Your understanding of the heat capacities in the low temperature ferromagnetic (FM) and antiferromagnetic (AFM) phases are correct. At the critical point, things get tricky because there are critical fluctuations that one has to go beyond the mean-field description and use renormalization groups or scaling arguments to understand the singularity of heat capacity around the critical point. But in the high temperature phase, things get simple again. There is only one single phase in the high-temperature regime: the paramagnetic (PM) phase. In this phase, the spins are disordered and the coupling $J$ is irrelevant in the RG sense, so there are no real distinctions between ferromagnets and antiferromagnets in the PM phase. The heat capacity $C$ always decay with the temperature $T$ as

$$C\sim \frac{NJ^2}{k_B T^2}+\mathcal{O}[T^{-3}],$$

where $J$ is the (effective) spin-spin interaction strength which depends on the microscopic model details.

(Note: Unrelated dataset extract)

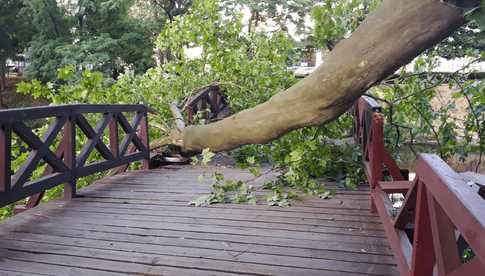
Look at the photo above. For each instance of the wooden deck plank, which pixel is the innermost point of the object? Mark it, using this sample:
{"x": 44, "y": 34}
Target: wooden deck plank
{"x": 139, "y": 223}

This form of the specific heat can be argued from general principles of thermodynamics. Let us start from the infinite temperature ($T\to\infty$) limit, where the spins are completely uncorrelated and random. Each individual spin will contribute a finite amount of entropy $s_0$. For example, each Ising spin will give $s_0=k_B \ln 2$ at $T\to\infty$. So the total entropy $S_0=Ns_0$ will be a constant independent of the temperature. As the spins are uncorrelated, the internal energy vanishes as $U_0=0$, so the free energy should be $F_0=U_0-TS_0=-TNs_0$, from which the heat capacity $C_0\equiv -T \partial_T^2 F_0=0$ is zero as expected. Now if we go away from the $T\to\infty$ limit, the free energy should receive some correction order by order from the high-temperature expansion (i.e. we expand the free energy $F(T)$ as a power series of $1/T$):

$$F=F_0+F_1 \left(\frac{J}{k_B T}\right)+F_2 \left(\frac{J}{k_B T}\right)^2+\cdots.$$

Obviously, $J/k_BT$ is the only dimensionless small parameter that controls the high-temperature expansion (because $J$ is the only energy scale in the system to cancle the dimension of $k_BT$). Because the spins are disordered in the PM phase, so $J<0$ (FM coupling) and $J>0$ (AFM coupling) should not make a difference (before the loop diagram appears in the high-temperature expansion). Therefore we know that the linear terms in $J$ must vanish in the free energy, i.e. $F_1=0$. By dimensional analysis, we can show that $F=F_0-aNJ^2/(k_BT)+\cdots$ where $a$ is a dimensionless constant that can be absorbed to the (re)definition of an effective coupling $J$. From this form of the free energy, the heat capacity of the lowest order of $1/T$ in the PM phase can be derived and the result is just as shown above.